Lélia PICABIA : « La primauté du temps pour l’interprétation du sujet : le cas du lari »
Ce travail propose une étude de la composition morphologique des syntagmes nominaux définis en lari (langue bantoue du Congo), selon leur distribution dans la proposition (position sujet versus position régime). La conclusion la plus saillante est qu’en position sujet, si la proposition comporte des morphèmes de temps, le syntagme nominal est toujours défini, même s’il ne comporte aucun déterminant approprié. L’hypothèse descriptive avancée est que le temps de la proposition légitime l’interprétation définie du sujet.
Anne ZRIBI-HERTZ : « The dp hypothesis and the syntax of identification »
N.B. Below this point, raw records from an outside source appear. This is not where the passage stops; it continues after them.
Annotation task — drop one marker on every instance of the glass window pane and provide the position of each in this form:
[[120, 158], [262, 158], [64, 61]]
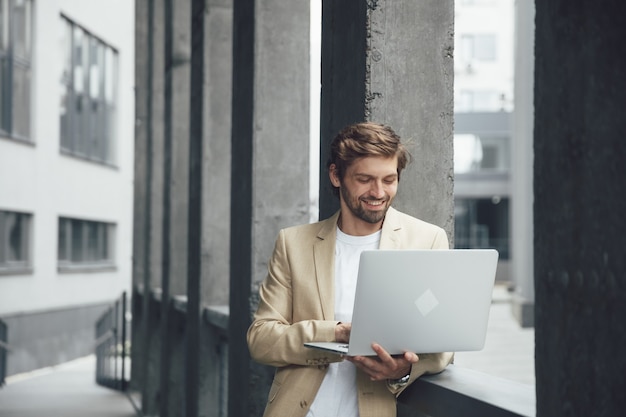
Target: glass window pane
[[92, 241], [78, 241], [482, 223], [63, 254], [21, 101], [88, 101], [14, 238], [21, 29]]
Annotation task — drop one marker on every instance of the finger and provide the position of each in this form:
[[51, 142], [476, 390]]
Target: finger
[[411, 357], [383, 355]]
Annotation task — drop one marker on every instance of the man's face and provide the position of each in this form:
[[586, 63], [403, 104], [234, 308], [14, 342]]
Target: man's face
[[367, 190]]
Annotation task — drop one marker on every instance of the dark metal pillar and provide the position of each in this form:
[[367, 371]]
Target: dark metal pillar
[[241, 205]]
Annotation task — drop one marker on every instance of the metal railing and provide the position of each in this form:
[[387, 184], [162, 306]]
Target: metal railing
[[112, 350], [4, 347], [456, 391]]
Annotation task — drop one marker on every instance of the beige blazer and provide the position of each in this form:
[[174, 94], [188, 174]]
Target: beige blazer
[[297, 305]]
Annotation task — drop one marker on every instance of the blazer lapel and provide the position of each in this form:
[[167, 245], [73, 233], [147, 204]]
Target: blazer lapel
[[324, 258], [389, 238]]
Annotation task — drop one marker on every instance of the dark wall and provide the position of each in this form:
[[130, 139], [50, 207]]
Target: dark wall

Cet article examine le problème de la localisation de la “définitude”, c’est-à-dire des traits responsables de l’identification du référent, au sein du groupe nominal. En se fondant sur des données comparatives du français et du haïtien, il met en question l’hypothèse courante stipulant que la définitude est un trait binaire (±défini) généré dans la projection supérieure du syntagme nominal, ‘DP’. Il est soutenu que les effets de “définitude” peuvent être produits par au moins deux types de traits – le trait catégoriel [n], et des traits locatifs – qui peuvent occuper diverses positions structurales et peuvent aussi se combiner pour former une coquille fonctionnelle. Une dernière hypothèse, fondée sur les faits du haïtien, est que le Nombre peut être projeté au-dessus du ou des traits d’identification dans la structure syntaxique.